限られたスペースです。店舗を増設することが、一番のなのですが、
豆撰は新潟でも雪の多い豪雪地帯です。
駐車場の確保以外に除雪した雪の捨て場が必要なのです。
そこで、仕方なく店舗の配置を考えた次第です。
窓際に椅子を並べてはどうか、テーブルを増やそうかなどなど
なかなかことは進みませんでした。

私の人生は、親、夫、娘はもちろんですが、お友達に感謝感謝の人生です。
運がいいのです。困った時に困ったことを解決してくださる人に
必ず出会うのです。今回も、そうでした。FB友達つながりの長岡出身の
建築家の先生とのご縁があってこそのイートイン。
幾たびかの、写真やメールのやりとりで相談をさせていただきましたが
私の不手際と私のいい加減な性格に、先生はしびれを切らし
東京から栃尾へ数回足を運んでくださりました。
「お金をかけずに、再利用しましょう!」のお言葉(信念)をいただきました。
元々豆撰に存在していた、大きな蔵の戸を使ったテーブルは、みんなの邪魔もの、
なんて、言ったら亡き父が「こら!れいこ」と怒鳴りそう・・・。

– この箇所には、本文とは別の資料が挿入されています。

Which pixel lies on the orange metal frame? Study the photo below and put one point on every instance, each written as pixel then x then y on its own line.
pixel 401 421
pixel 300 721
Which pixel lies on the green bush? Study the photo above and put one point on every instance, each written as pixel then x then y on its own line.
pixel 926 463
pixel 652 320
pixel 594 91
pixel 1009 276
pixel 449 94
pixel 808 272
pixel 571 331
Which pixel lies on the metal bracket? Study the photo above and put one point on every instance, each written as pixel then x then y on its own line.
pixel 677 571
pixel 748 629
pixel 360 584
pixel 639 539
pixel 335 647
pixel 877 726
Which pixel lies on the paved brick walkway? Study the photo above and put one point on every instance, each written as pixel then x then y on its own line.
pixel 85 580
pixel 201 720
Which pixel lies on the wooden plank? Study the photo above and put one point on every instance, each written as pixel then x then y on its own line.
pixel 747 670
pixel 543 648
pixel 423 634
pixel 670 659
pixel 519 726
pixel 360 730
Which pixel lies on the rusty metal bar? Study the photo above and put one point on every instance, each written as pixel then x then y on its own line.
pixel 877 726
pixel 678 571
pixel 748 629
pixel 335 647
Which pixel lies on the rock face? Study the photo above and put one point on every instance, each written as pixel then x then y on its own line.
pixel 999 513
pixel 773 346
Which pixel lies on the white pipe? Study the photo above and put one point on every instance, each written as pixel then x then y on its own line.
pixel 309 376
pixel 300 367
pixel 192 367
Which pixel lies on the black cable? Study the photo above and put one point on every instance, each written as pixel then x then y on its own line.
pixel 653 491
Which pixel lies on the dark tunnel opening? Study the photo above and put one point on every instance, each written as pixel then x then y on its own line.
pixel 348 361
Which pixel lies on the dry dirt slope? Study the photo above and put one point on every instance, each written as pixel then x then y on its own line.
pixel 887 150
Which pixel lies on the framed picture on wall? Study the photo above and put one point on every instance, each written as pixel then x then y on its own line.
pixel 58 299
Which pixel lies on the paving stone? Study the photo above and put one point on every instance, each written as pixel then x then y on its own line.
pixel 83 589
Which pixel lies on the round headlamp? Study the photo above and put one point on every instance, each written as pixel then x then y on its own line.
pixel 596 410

ですが欅は重いのです。
でもなんだか、大きくって重厚でいい感じの座敷に出来上がりました。
それから、ショーウィンドウの位置を、まさか動かすなんて、思いもつかないことでした。

何とか、イートイン改築は終了のはずなのに
私は豆乳ソフトクリームの器械のサイズをすっかり先生に報告することを忘れ
まあ、なんといいましょうか
私は小さく小さくなって、「ごめんなさい」と謝るのみ。
それでも、先生の後輩の建具屋さんのおかげで、機械も食洗機も無事に
棚の上に収まることができ、やれやれ。

ここからが本番です。食器選び、
「アツアツ栃尾の油揚げ定食」の副菜
「栃尾寿司弁当」の副菜 と頭の中はいっぱいいっぱいになってしまいました。
そこで、今度はFB友達の料理家にSOS!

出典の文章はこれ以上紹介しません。